Squished in between a holistic store and a zip-line business on North Franklin is an old concrete building that has been vacant for the past 12 years. With a decaying color-blocked facade and boarded-up windows and doors, most people pass by the Palace Theater without a second glance. The one exception to its newfound invisibility were the nighttime inebriates who made use of its recessed entryway — eventually, that was boarded-up too.
But circa 1916 when it was first built, music playing from the No. 28 Kimball Organ inside could be heard from down the street, and a big electric sign over Franklin glowed “Spickett’s Palace Theater.” Back then it was a vaudeville theater owned and operated by John Spickett, complete with high ceilings, a balcony and tiered seating that could seat 700 people.
“It’s just a fascinating little building,” James Simard, the head of the historical collections at the Alaska State Library, said.
In its current state of disrepair, however, the historic theater has come to epitomize the problem of underutilized buildings in the historic district in the downtown area, city officials say.
“It used to be a more lively streetscape,” City and Borough of Juneau Community Development Department Planning Manager Greg Chaney said in an interview, “and for community health, it’s very important to have buildings be utilized. You get eyes on the street, people going to businesses there, people walking up and down the street seeing an open and active business. It makes a town vital. The more buildings that are closed down like that, it can have a domino effect in making that part of town undesirable.”
Generally speaking, the city is left with few options when a property owner is unwilling or unable to restore a building, which can cost millions of dollars.

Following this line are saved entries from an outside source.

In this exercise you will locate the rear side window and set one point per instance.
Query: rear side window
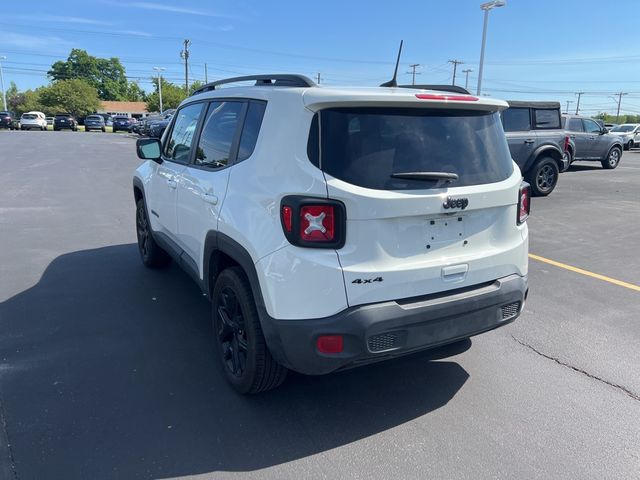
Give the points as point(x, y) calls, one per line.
point(251, 129)
point(546, 118)
point(178, 146)
point(218, 134)
point(575, 125)
point(365, 146)
point(516, 120)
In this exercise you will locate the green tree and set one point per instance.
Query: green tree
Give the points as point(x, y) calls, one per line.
point(27, 101)
point(135, 93)
point(172, 95)
point(75, 96)
point(108, 76)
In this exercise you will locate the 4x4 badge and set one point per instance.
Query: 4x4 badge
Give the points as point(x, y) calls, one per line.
point(456, 203)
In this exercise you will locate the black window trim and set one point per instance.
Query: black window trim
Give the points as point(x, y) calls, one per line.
point(233, 154)
point(535, 119)
point(241, 130)
point(170, 132)
point(531, 119)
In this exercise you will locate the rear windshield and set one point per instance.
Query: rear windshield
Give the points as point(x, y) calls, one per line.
point(365, 146)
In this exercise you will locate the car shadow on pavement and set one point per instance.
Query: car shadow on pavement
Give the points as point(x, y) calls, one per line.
point(584, 167)
point(108, 371)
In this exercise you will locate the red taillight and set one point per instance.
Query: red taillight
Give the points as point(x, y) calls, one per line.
point(287, 216)
point(313, 222)
point(317, 223)
point(524, 202)
point(457, 98)
point(330, 344)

“We can engage in encouraging them, we can help facilitate community forums if people are interested, we’d certainly be willing to work with the landowner to find out what types of occupancies the building would be suitable for, we’d be very willing to engage with the owner, or somebody who was interested in leasing or buying, finding out what options are available,” Chaney said. “... But we can only make recommendations if they want us to do something.”

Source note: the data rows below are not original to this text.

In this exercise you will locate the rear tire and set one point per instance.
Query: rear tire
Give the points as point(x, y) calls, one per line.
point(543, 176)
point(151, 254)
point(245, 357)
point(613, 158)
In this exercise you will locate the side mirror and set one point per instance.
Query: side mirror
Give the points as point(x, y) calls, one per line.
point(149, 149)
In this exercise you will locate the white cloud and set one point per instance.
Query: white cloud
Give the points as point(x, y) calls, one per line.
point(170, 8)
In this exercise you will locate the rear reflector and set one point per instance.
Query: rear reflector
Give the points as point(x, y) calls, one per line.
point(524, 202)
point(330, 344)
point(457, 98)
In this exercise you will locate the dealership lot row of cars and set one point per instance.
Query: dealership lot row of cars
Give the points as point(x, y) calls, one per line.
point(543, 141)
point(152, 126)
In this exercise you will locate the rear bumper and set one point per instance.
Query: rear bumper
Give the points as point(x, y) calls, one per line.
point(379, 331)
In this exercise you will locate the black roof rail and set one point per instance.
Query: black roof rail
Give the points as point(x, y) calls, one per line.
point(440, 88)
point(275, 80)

Palace Theater has been repurposed over the years, transforming into Capitol Theater movie house from the 1930s to the 1970s, which billed itself as “Alaska’s prettiest theater,” according to city records. The building then housed commercial businesses in the 1980s and 1990s, such as Baranof Book Shop and Big City Books. Simard recalls being a stage carpenter and creating the Shipwreck Bar inside the theater as a set for the John Sales’ film “Limbo” shot in Juneau in 1999.
Before it closed in 2001, the owners leased it out to local theater companies and schools, giving the Palace one last swan song. The property owners then shut it down saying it was too run-down to keep open, too costly to repair.

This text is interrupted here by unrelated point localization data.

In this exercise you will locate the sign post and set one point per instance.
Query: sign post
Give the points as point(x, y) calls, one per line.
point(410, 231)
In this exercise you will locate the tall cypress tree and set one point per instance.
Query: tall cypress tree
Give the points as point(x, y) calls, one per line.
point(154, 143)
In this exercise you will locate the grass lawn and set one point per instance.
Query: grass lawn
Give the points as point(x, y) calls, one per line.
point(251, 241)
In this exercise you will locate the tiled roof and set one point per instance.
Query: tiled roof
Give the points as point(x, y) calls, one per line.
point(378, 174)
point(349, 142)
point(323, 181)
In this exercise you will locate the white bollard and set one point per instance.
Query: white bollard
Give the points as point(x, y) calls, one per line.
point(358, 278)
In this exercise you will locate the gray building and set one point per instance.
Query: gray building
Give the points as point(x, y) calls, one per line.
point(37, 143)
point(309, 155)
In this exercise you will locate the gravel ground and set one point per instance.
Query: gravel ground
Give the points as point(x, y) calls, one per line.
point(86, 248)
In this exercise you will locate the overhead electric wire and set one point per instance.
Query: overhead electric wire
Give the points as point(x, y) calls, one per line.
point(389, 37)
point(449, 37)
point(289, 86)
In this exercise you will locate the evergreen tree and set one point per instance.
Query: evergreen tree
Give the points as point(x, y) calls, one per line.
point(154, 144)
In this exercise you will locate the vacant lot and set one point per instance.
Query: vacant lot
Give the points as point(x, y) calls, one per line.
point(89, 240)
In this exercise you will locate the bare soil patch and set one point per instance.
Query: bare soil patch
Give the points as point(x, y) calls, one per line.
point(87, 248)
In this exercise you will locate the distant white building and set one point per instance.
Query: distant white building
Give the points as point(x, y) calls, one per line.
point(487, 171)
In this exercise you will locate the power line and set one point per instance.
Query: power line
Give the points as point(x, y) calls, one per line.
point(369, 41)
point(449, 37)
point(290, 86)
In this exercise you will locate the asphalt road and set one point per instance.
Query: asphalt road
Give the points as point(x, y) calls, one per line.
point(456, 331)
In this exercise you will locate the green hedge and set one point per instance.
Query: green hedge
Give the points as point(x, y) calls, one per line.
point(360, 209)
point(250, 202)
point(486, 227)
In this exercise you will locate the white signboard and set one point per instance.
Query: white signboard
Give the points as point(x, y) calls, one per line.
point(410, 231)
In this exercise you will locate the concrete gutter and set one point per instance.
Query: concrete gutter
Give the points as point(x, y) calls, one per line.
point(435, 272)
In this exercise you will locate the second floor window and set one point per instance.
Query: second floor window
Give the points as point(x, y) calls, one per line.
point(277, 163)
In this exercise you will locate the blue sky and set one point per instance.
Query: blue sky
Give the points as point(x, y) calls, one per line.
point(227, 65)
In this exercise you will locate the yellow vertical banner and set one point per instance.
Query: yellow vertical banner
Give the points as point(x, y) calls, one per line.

“We’re not talking thousands of dollars — we’re talking hundreds of thousands of dollars to make it sound and safe. It became cost prohibitive,” Lloyd Johnson, the then-vice president of First National Bank of Anchorage, which owns the building, told the Empire at the time. The Cuddy family bought the building and the First National Bank of Juneau in the early 1960s.
A prior city employee attempted to put the owners in touch with national nonprofit organizations that specifically restore old theaters, but to no avail.
The bank declined to comment for this story, although they acknowledged the historic value in the theater.
“The theater building on Franklin Street is a wonderful building with a long history in Juneau,” Luke Fanning, the vice president of First National Bank Alaska said in an email, adding, “The bank is focused on opportunities to provide and expand banking services to Alaskans in the communities we serve. We have no plans to take further advantage of the historic building in Juneau for that purpose at this time.”
The building is actually an odd L-shape that runs through the city block between Front and Franklin Streets. The theater faces Franklin, and the bank still operates on the Front Street side. The bank side is still in good, or “average”, condition, according to the city, which inspected the building in May 2011, according to reports.
As for the theater portion of the building: “in extremely poor condition unused and unsafe,” the report reads. “2nd (sic) floor unused theater auditorium area and 3rd (sic) floor unused apartment area.”
The city’s assessor office at that time estimated the building was worth approximately $1.7 million.
The city still has hopes to see the vacant portion of the building used again, even if it’s not restored for its original purpose as a theater, although that would be ideal, Chaney said. If that ever happens, it would breathe new life and vitality into the neighborhood, he said.
But in the meantime, the building’s rich history makes it that much more difficult to see it go unused.
“It’s actually a little gem,” Chaney said. “Perhaps a little faded and tarnished at this point, but it’s a gem waiting to be polished, I think.”